Question 2: Why does the fact of recognizing certain rights based on the will and that, therefore, have nothing to do with the natural law, automatically produce the discrimination of the rights to life, to the freedom of expression of faith of other people?
RPG: The voluntarist conception of rights is intellectually indefensible, indeed hopeless. It justifies nothing, but can provide a rationalization for anything. Where anything can be rationalized, the interests of those holding power will be served by dressing up their arbitrary exercises of will—even the most oppressive—in the language of ethics. Where, as in modern western societies, what Professor Mary Ann Glendon calls “rights-talk” enjoys special prestige, illiberal policies and activities (such as exposing unborn babies to the lethal violence of abortion and criminalizing the expression of dissent from unjust or otherwise morally unsound policies) will be defended in that language.
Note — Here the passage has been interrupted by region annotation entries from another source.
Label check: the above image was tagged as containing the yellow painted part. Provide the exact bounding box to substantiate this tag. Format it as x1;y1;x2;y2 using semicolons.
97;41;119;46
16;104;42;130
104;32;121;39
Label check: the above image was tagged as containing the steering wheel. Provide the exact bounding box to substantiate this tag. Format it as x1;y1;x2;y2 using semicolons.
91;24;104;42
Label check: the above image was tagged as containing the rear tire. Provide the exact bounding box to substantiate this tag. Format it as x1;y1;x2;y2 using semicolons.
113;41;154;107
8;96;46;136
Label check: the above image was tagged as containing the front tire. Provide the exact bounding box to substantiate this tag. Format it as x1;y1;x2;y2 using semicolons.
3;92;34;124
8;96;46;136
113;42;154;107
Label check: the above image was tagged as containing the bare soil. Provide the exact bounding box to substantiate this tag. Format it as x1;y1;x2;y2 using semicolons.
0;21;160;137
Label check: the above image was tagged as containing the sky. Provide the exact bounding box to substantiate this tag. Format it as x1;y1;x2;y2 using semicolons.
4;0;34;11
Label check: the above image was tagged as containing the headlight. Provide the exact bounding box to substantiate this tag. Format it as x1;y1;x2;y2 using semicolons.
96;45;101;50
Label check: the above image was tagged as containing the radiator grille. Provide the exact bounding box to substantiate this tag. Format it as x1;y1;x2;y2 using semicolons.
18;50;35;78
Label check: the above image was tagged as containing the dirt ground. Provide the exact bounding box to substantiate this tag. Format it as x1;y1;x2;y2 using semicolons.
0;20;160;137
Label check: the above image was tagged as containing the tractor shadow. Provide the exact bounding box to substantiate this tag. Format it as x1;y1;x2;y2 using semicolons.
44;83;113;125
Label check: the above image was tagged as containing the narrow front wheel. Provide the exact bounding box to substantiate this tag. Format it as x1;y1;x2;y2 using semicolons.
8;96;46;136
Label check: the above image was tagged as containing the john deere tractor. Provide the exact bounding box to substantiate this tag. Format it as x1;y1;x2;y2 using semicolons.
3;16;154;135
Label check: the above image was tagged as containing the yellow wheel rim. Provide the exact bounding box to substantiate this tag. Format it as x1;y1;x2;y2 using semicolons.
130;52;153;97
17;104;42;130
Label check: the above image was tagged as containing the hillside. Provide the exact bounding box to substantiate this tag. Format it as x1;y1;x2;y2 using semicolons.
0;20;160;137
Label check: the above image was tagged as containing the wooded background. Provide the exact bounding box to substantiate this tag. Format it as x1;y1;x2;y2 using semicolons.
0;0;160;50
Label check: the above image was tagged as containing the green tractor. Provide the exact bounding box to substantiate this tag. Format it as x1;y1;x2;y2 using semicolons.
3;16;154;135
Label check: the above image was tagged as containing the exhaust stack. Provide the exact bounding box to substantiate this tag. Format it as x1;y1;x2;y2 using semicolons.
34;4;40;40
What my great friend Rabbi Lord Jonathan Sacks says of the gross evil of anti-Semitism can be said any form of grave injustice: It will always be rationalized by its perpetrators in the language of the dominant discourse of the day.
Question 3: We celebrate the declaration of human rights, whose language has also been assumed by the Church, but how come that since the Enlightenment proclaimed them, the right of life, social solidarity, the idea of the common good and the family weakened so much?
RPG: It is a long and complex story—one that we must be careful to avoid oversimplifying. The best, most comprehensive account I know is in a forthcoming book by the American legal scholar Stephen Smith entitled Pagans and Christians in the City. I myself had the honor of providing a Foreword for Professor Smith’s book. He charts the collapse of formerly Christian cultures into modern forms of paganism as they gradually lost their sense of the transcendent and began searching for meaning—and, indeed, the sacred—in purely worldly (immanent) things. Emotivism, expressive individualism, “me-generation” ideas about sexuality and the recreational use of drugs, what the late Christopher Lasch labeled “the culture of narcissism,” are all consequences (as well as partial and further causes) of the loss of the sense of the transcendent. In the new religion of immanentism, such things as abortion, divorce, and promiscuity are defended as if they were sacraments because seeking personal “fulfillment” (i.e. gratification, the satisfaction of desire), especially in sex, has been sacralized. In this context, the family weakens along with all other social bonds. The idea of unchosen moral obligations—an idea upon which true solidarity critically depends—becomes unintelligible and is perceived as arbitrary imposition.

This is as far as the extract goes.